Il giovane in cerca di lavoro suona al citofono delle aziende come un venditore porta a porta. Percorre chilometri, in auto o a piedi, col sole o sotto la pioggia, armato di una cartellina strabordante di curricula dettagliati e inghirlandati. Si presenta con un sorriso smagliante, la schiena eretta e il petto in fuori, scattante come se volesse dimostrare al suo interlocutore quanto potrebbe essere attivo, operativo, proattivo, già in quei pochi secondi concessi per la consegna del curriculum. Quando ha la fortuna di poter entrare nell'azienda, ovviamente, e non viene allontanato con un "No, grazie" come, appunto, un qualunque venditore porta a porta.
Ma ecco, vedete, lo scrittore emergente non fa nulla di diverso. Armato di ingombranti copie del suo manoscritto, redatto seguendo le più scrupolose regole trovate su internet, per renderlo adeguato agli standard richiesti dalle case editrici, quello che fa non è che una versione virtuale del porta a porta. Naviga tra i siti degli editori, sforzando la vista alla ricerca delle istruzioni per l'invio della propria opera, augurandosi di non incappare nel triste messaggio che recita "La valutazione di inediti è sospesa a data da destinarsi", e invia plichi o mail a destra e a manca, accompagnandoli con lettere di presentazione che più barocche non si potrebbe.

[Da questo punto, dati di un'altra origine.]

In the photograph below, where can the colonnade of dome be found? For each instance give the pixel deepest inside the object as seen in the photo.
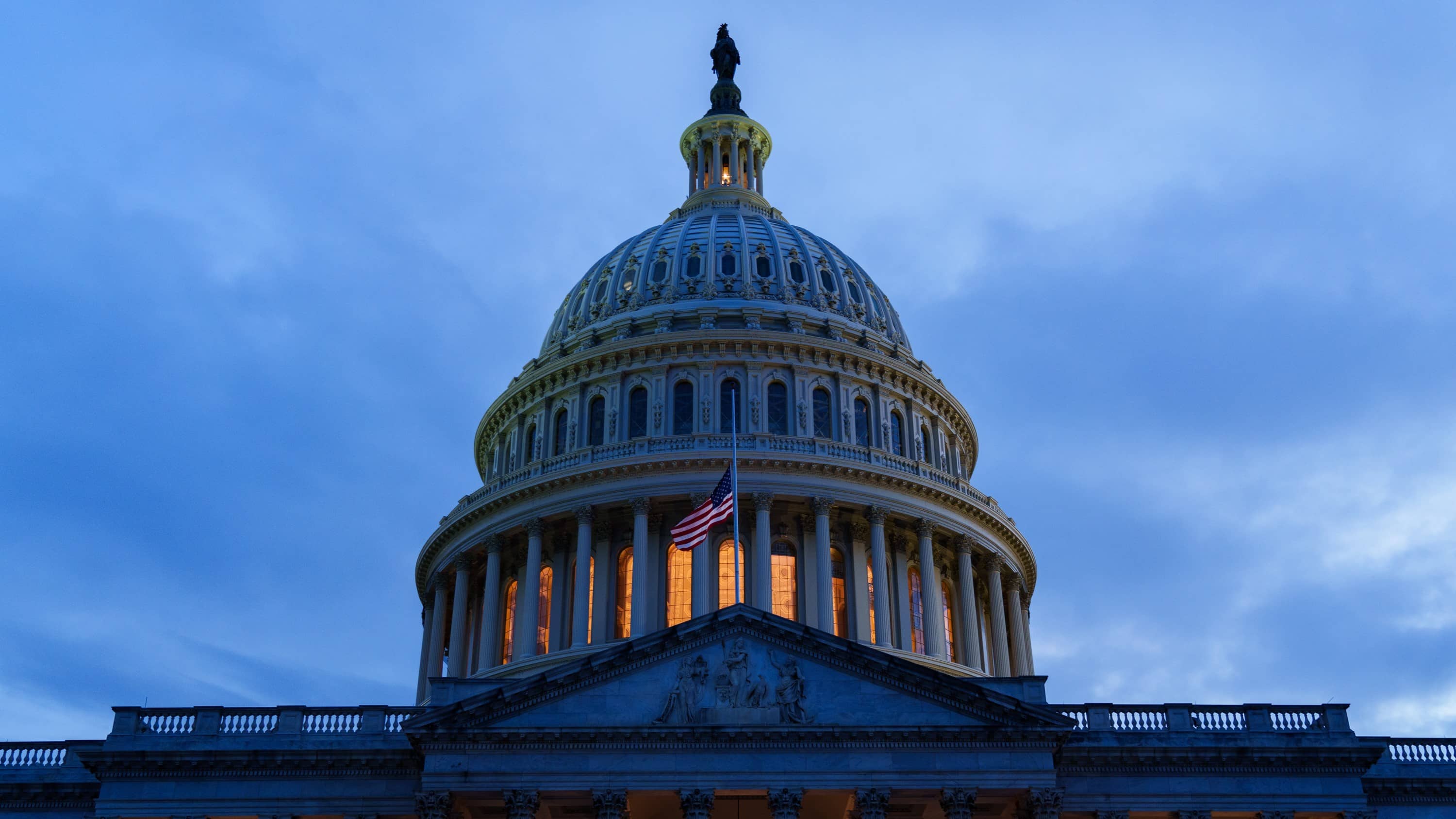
(724, 327)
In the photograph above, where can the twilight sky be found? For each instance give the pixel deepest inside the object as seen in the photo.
(263, 267)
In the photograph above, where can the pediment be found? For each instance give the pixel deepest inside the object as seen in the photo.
(739, 667)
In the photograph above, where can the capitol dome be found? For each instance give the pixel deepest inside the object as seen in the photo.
(724, 337)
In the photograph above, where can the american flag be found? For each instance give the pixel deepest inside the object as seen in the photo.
(718, 508)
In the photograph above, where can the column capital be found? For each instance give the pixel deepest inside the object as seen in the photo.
(522, 803)
(433, 805)
(959, 803)
(609, 803)
(873, 803)
(784, 803)
(1044, 803)
(698, 803)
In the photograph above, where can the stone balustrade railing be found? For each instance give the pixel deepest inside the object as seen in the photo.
(749, 447)
(33, 754)
(1225, 719)
(244, 722)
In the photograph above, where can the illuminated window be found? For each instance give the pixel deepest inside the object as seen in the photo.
(637, 413)
(683, 408)
(778, 408)
(785, 582)
(679, 585)
(836, 562)
(870, 581)
(544, 613)
(822, 415)
(509, 624)
(625, 594)
(916, 614)
(728, 397)
(558, 445)
(726, 578)
(950, 620)
(597, 422)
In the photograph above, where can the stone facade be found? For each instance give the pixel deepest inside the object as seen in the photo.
(574, 662)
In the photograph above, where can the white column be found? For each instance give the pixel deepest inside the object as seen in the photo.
(970, 629)
(1017, 630)
(491, 623)
(823, 568)
(641, 508)
(459, 633)
(437, 630)
(762, 553)
(427, 613)
(528, 604)
(600, 617)
(581, 586)
(1026, 624)
(932, 617)
(996, 602)
(884, 627)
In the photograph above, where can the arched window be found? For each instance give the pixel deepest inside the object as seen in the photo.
(544, 613)
(861, 422)
(679, 585)
(597, 422)
(823, 419)
(683, 408)
(778, 408)
(558, 445)
(728, 397)
(916, 613)
(950, 620)
(637, 413)
(726, 578)
(836, 562)
(625, 594)
(870, 581)
(785, 582)
(509, 624)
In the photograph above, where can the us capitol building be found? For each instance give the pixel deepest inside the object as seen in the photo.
(574, 664)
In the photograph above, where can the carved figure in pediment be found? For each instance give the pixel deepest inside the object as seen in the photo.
(682, 699)
(790, 693)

Il giovane inoccupato torna a casa e vive con la speranza di ricevere la telefonata con cui finalmente lo invitano a un colloquio. Lo scrittore emergente torna alle sue faccende in attesa che uno degli editori a cui si è rivolto lo contatti per approfondire la valutazione del testo e parlare della sua pubblicazione. L'uno è convinto del proprio valore umano, dei vantaggi che potrebbe portare all'eventuale azienda che decidesse di assumerlo, dell'impegno che metterebbe in ogni singola mansione a lui destinata. L'altro è certo dell'attenzione e della cura dedicata alla stesura del proprio manoscritto, ricorda le notti passate a limare il testo per trovare un sinonimo che suonasse meglio, una struttura della frase meno macchinosa, un aggettivo che desse il colore adatto a un personaggio.
Ad accomunare i nostri due casi umani è la speranza, quella speranza che non conosce ostacoli che definiamo ostinazione. Ma che deve essere epurata di qualunque accezione negativa, dal momento che deriva dalla necessità, in un caso, e dal desiderio, nell'altro, di raggiungere un livello esistenziale superiore.